Right from the opening 'Eighteen And A Half', Crosbie is knocking in winners, taking off with his hippie mate, The Bray Head, for Istanbul in 1965. Things go arseways when a truck driver looks for a ride for a ride, and then get even worse in Thessaloniki where a crew of German travellers die after selling their blood, which makes the narrator long for home and his Ma. Still not convinced? Try the beautifully evocative 'Dipstick Day'. "We are all spinning halfpennies in the air" is a line I wish I'd come up with, and you should too.

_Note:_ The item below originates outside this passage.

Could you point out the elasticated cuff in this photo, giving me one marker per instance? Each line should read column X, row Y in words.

It's all good but the medal goes to master thief and pigeon fancier, Hairoil O’Reilly, who turns up a few times, first of all orchestrating a whiskey robbery while Liverpool are on Match Of The Day in 'Smoko', and then, in the masterful ‘Not Only Pigeons Fly’, meticulously plans and carries off a city centre robbery which is crying out for someone with a movie camera to go at it. Then, if that wasn't enough, Hairoil reveals his headquarters in 'Rustling At Undernose Farm' and we're nearly in the realm of magic realism
Take my word for it, any remaining cynicism engendered by the name on the cover should be left at the door; Crosbie the writer is worthy of your attention.